Yay!!! only 4 1/2 hrs until my Dr appt....but who's counting
I think the Dr said he is going to measure my cervix today and hopefully we get another sneak peak at the babies. We listened to the heartbeats again last night, it's such an amazing experience. The thing I get excited about is that this is hubby's 1st time as well. He didn't know about Taylor until she was a month old, so he didn't experience any heartbeats, growing belly, ultrasounds and all the other wonderful stuff that comes along with pregnancy. It's nice that we have this 1st together
Plus it's pretty cool that Tay is old enough to understand what is happening. I can't believe she is already 11 and will be 12 a couple months after they are born. Since my Grandma was a fraternal twin, she had a brother, I kinda had it in the back of my head that I would have multiples one day. So a couple of years ago when Tay and I were talking about faith and how God knows what's best, I also said that maybe He was waiting until Tay was older because maybe I will have more than one and I need the help. I would of never guessed in a million years that there would be 3!
When I was pregnant in September with twins (Tay doesn't know about this pregnancy) she told me, wouldn't that be cool if you had triplets?!?!?! I was like girlfriend please, are you crazy?!?!?! I said why, you want one baby for each of us? lol! Then I said, maybe twins would be easier and she agreed.

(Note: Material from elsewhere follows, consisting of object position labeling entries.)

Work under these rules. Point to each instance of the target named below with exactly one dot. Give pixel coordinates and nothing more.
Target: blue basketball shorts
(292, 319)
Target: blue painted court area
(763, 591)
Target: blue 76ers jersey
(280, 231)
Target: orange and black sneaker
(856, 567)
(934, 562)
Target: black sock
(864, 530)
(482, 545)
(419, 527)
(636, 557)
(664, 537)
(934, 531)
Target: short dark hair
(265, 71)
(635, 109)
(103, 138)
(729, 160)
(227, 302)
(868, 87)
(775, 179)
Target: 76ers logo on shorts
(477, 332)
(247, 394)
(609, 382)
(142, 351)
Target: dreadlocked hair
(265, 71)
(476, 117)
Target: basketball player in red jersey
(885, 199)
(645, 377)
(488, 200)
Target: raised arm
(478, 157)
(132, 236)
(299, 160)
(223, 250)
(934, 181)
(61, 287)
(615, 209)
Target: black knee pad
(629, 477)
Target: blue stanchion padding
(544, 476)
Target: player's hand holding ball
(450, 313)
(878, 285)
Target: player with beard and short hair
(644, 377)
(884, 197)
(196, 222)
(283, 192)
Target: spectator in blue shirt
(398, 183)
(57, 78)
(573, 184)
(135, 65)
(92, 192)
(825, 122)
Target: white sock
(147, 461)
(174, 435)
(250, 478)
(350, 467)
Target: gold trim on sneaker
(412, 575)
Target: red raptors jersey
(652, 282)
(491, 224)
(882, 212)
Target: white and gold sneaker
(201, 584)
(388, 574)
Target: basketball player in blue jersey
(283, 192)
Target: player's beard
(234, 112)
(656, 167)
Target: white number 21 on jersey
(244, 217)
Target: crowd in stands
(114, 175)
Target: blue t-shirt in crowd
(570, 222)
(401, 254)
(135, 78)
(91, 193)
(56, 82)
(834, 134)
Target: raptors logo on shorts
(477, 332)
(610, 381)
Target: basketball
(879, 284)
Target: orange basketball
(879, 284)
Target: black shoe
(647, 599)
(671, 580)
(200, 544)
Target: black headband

It's funny to look back at my prayers and rants to God saying, "Lord...I'm just asking for 1 healthy baby, can't I just have that???" Then He probably laughed and thought....just you wait my dear, I have something spectacular in store for you.
People keep asking if I'm excited or how I feel and honestly, It's still surreal. I think the past miscarriages have put a shield against my heart to keep me from getting hurt. I don't know when it will become real, the sickness is real, the heartbeats are real and the little ones on the ultrasound screen are real, I pray that I don't waste one moment of this pregnancy falling back to the emotions of the past. I want to live in the now and right now I AM PREGNANT!!!
Thank you Lord for continually watching over us and being with us every step of the way. I pray for all of the ladies on this thread that have been such an encouragement to me, I ask that you give them a double blessing today. I also pray for any guests that come and read this thread, that you would touch them and allow them to feel your presence. Thank you for all your love and peace. In your precious name I pray, AMEN!